Sunday, December 13, 2015

Sunday Leftovers

Will the new federal education law affect New Jersey's relatively new teacher tenure and evaluation reform? NJ Spotlight quotes N.J. Comm. David Hespe, who says, "not really." Sen. Teresa Ruiz, who crafted the legislation, had no comment. Also see the Star-Ledger, the Asbury Park Press, and the Record. More specifically, reports John Mooney,
The new law would allow the state to set the parameters of what would happen next [for the state's bottom 5% of schools]. Under NCLB, there were a variety of prescriptions for low performers, including closing schools altogether or converting them to charters.
“This is where I see the most profound changes,” Hespe said in an interview yesterday. “All of that has been rolled back and delegated to the states.”
That could mean changes to the way New Jersey’s uses Regional Achievement Centers (RACs) in each county, Hespe said, or even specific interventions in its state-operated districts that were all written into its federally approved plans.
My thoughts on ESSA are here and here.

New Jersey School Boards Association issued a statement praising ESSA: "The Every Student Succeeds Act...turns the tide of federal education policy toward the wisdom of local control.”

State Assemblywoman Patricia Egan Jones (D-Camden), blowing a kiss towards NJEA for its endorsement of her this year, proposed a bill ending PARCC testing. Also see the Asbury Park Press.

Only 75% of Paterson preschoolers are enrolled in free preschool, compared to 90% in Camden and Trenton. Part of the lack of participation, says the Record, is that the programs run only six hours per day and parents want more coverage.

The Courier Post reports that "N.J. is attempting to legislate recess." Also see NJ Spotlight.
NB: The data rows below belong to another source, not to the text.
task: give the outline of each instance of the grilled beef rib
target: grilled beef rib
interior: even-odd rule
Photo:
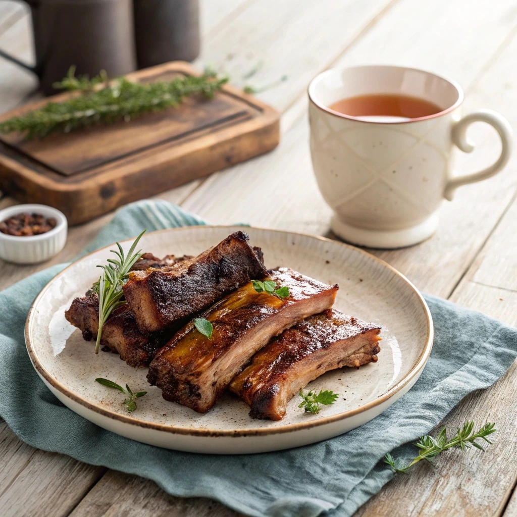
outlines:
[[[293,396],[325,372],[375,362],[380,331],[374,323],[326,311],[273,339],[230,389],[251,406],[251,417],[280,420]]]
[[[287,268],[270,271],[268,278],[288,287],[289,296],[257,293],[250,282],[200,315],[213,326],[210,339],[192,321],[158,352],[147,379],[161,389],[164,399],[207,411],[257,351],[297,322],[331,307],[339,288]]]
[[[236,232],[193,258],[130,273],[124,295],[142,332],[165,328],[266,276],[262,251],[249,238]]]

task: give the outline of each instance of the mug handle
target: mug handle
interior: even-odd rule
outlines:
[[[463,117],[452,127],[452,142],[464,153],[472,153],[474,144],[467,138],[467,128],[473,122],[486,122],[499,133],[501,139],[501,154],[489,167],[472,174],[465,174],[449,179],[445,186],[444,197],[452,201],[454,190],[458,187],[486,179],[496,174],[506,165],[512,150],[512,128],[502,115],[491,110],[479,110]]]
[[[23,0],[23,1],[33,9],[39,7],[39,0]],[[3,50],[0,50],[0,57],[7,59],[8,61],[10,61],[11,63],[13,63],[15,65],[18,65],[18,66],[21,67],[22,68],[25,68],[25,70],[28,70],[35,73],[36,75],[38,74],[38,69],[36,67],[32,66],[31,65],[24,63],[23,61],[20,61],[20,59],[14,57],[14,56],[11,56],[7,52],[4,52]]]

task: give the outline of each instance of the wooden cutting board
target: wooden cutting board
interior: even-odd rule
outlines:
[[[172,62],[129,74],[133,81],[200,75]],[[51,98],[58,102],[69,93]],[[0,120],[34,110],[25,104]],[[278,145],[278,114],[225,85],[213,99],[188,98],[176,108],[39,140],[0,136],[0,189],[20,201],[50,205],[78,224],[121,205],[153,195]]]

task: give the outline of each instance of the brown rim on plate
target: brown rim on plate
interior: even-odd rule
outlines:
[[[246,230],[245,227],[242,226],[226,226],[224,225],[200,225],[198,226],[181,226],[178,228],[168,228],[164,230],[156,230],[154,232],[150,232],[147,235],[151,235],[153,234],[162,233],[164,232],[176,232],[177,231],[183,230],[186,229],[192,229],[195,228],[238,228],[240,230]],[[106,409],[104,408],[99,407],[98,406],[95,405],[91,404],[88,401],[80,397],[78,397],[75,393],[72,393],[65,386],[63,386],[62,384],[58,382],[45,369],[43,365],[39,362],[38,359],[38,357],[36,355],[34,350],[33,348],[32,345],[31,343],[31,338],[29,332],[29,322],[31,319],[31,315],[32,314],[33,311],[35,307],[36,303],[39,300],[39,298],[41,297],[43,293],[49,288],[50,284],[58,277],[63,275],[65,271],[68,269],[70,267],[73,265],[75,262],[72,263],[70,265],[67,266],[63,271],[60,271],[57,275],[56,275],[53,278],[52,278],[41,290],[40,293],[36,296],[34,301],[33,302],[32,305],[31,306],[31,308],[29,309],[28,314],[27,315],[27,320],[25,322],[25,345],[27,347],[27,350],[29,354],[29,356],[31,358],[31,360],[33,363],[33,366],[34,367],[36,371],[40,375],[40,376],[43,379],[43,380],[55,389],[60,391],[64,395],[66,396],[68,398],[70,399],[71,400],[78,404],[84,406],[87,409],[90,409],[94,411],[103,416],[107,417],[110,418],[112,418],[114,420],[118,420],[124,423],[129,423],[134,425],[138,425],[140,427],[146,428],[148,429],[155,429],[157,431],[165,431],[166,432],[171,433],[172,434],[184,434],[184,435],[190,435],[194,436],[234,436],[234,437],[239,437],[239,436],[246,436],[249,435],[264,435],[268,434],[279,434],[281,433],[288,433],[294,431],[300,431],[304,429],[310,429],[311,428],[315,427],[318,425],[322,425],[325,424],[331,423],[332,422],[337,421],[338,420],[342,420],[344,418],[347,418],[349,417],[353,416],[355,415],[357,415],[359,413],[361,413],[364,411],[366,411],[372,407],[374,407],[375,406],[378,405],[380,404],[382,404],[383,402],[388,400],[391,398],[393,395],[395,394],[398,391],[403,388],[408,383],[409,383],[416,375],[417,375],[419,372],[423,368],[428,358],[429,357],[429,354],[431,353],[431,349],[433,347],[433,323],[432,318],[431,315],[431,312],[429,310],[429,308],[427,306],[427,303],[425,303],[425,300],[424,300],[423,297],[422,295],[420,293],[419,291],[416,288],[416,287],[401,273],[400,273],[394,267],[392,267],[389,264],[387,263],[383,260],[381,260],[380,258],[378,258],[375,255],[372,255],[371,253],[369,253],[368,252],[361,249],[360,248],[357,248],[355,246],[353,246],[351,245],[347,244],[345,242],[342,242],[340,241],[334,240],[332,239],[328,239],[326,237],[321,237],[319,235],[312,235],[310,234],[304,234],[299,232],[288,232],[285,230],[274,230],[269,228],[261,228],[257,226],[252,226],[250,227],[253,229],[263,230],[267,232],[275,232],[282,233],[287,233],[291,234],[296,235],[301,235],[304,237],[310,237],[312,238],[317,239],[320,240],[322,240],[326,242],[330,242],[334,244],[336,244],[342,246],[346,246],[347,248],[352,248],[354,250],[360,252],[366,256],[373,258],[379,262],[381,264],[384,266],[385,267],[388,268],[389,269],[391,270],[396,275],[398,275],[399,277],[401,277],[403,280],[405,281],[405,282],[409,285],[409,286],[414,291],[415,293],[417,294],[419,300],[421,304],[422,308],[424,310],[424,312],[425,314],[426,319],[427,321],[427,338],[425,341],[425,344],[424,346],[424,349],[422,353],[420,354],[418,358],[415,362],[411,369],[404,376],[404,377],[401,379],[394,386],[390,388],[386,393],[384,393],[380,397],[378,397],[375,400],[372,400],[367,404],[363,404],[362,406],[360,406],[359,407],[357,407],[355,409],[349,409],[348,411],[345,411],[341,413],[339,413],[337,415],[333,415],[331,416],[327,417],[326,418],[320,418],[317,420],[309,420],[307,422],[300,422],[298,423],[289,424],[286,425],[284,425],[282,427],[272,427],[272,428],[260,428],[256,429],[234,429],[232,431],[221,431],[221,430],[210,430],[210,429],[187,429],[185,428],[177,428],[174,427],[174,425],[164,425],[163,424],[157,424],[157,423],[151,423],[147,421],[145,421],[143,420],[141,420],[138,418],[134,417],[130,417],[126,416],[124,415],[120,415],[118,413],[115,413],[113,411],[110,411],[108,409]],[[126,239],[124,240],[120,241],[120,242],[126,242],[130,241],[133,240],[134,237],[131,239]],[[114,244],[114,243],[113,243]],[[79,260],[82,260],[83,258],[85,258],[87,257],[93,255],[94,253],[96,253],[101,250],[108,250],[111,248],[113,246],[113,244],[109,245],[107,246],[105,246],[103,248],[99,248],[98,250],[96,250],[95,251],[92,252],[91,253],[89,253],[88,255],[85,255],[84,256],[81,257]],[[75,261],[77,262],[77,261]]]
[[[374,68],[381,67],[403,68],[405,70],[413,70],[417,72],[423,72],[424,73],[428,73],[430,75],[434,75],[435,77],[439,78],[439,79],[443,79],[444,81],[446,81],[449,83],[449,84],[451,84],[453,86],[454,86],[454,87],[456,89],[456,91],[458,92],[458,99],[456,99],[452,105],[449,106],[448,108],[446,108],[445,109],[442,110],[441,111],[439,111],[437,113],[433,113],[432,115],[428,115],[425,117],[417,117],[415,118],[409,118],[407,120],[399,120],[398,122],[380,122],[376,120],[365,120],[361,119],[360,117],[354,117],[352,115],[346,115],[345,113],[342,113],[339,111],[335,111],[334,110],[330,109],[330,108],[328,106],[326,106],[325,104],[322,104],[321,102],[318,102],[312,98],[311,96],[311,86],[312,86],[312,83],[322,74],[325,73],[329,70],[336,69],[328,68],[324,71],[318,73],[309,83],[309,86],[307,87],[307,96],[309,97],[309,100],[318,110],[321,110],[322,111],[324,111],[326,113],[328,113],[329,115],[332,115],[334,117],[337,117],[338,118],[346,118],[349,120],[354,120],[356,122],[362,122],[367,124],[386,124],[389,126],[395,126],[399,124],[410,124],[412,122],[420,122],[421,120],[427,120],[431,118],[437,118],[438,117],[441,117],[443,115],[446,115],[447,113],[450,113],[451,111],[453,111],[456,109],[456,108],[459,108],[460,106],[463,104],[465,95],[463,93],[463,90],[461,86],[460,86],[460,85],[456,82],[456,81],[453,81],[452,79],[449,79],[446,77],[444,77],[443,75],[440,75],[439,74],[435,73],[434,72],[429,72],[428,70],[423,70],[422,68],[415,68],[413,67],[409,66],[398,66],[396,65],[364,65],[362,66],[358,65],[357,66],[345,67],[344,68],[342,69],[347,70],[349,68]],[[398,271],[397,271],[397,272],[398,272]]]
The Star-Ledger Editorial Board: Senate President Steve Sweeney's proposal of a Constitutional amendment that would "give public workers unions all they want on pensions, and ask nothing in return" is "flawed." Let's pay up the required contributions, but not without requiring higher contributions to health care premiums, which are currently about 50% more generous than comparable private plans.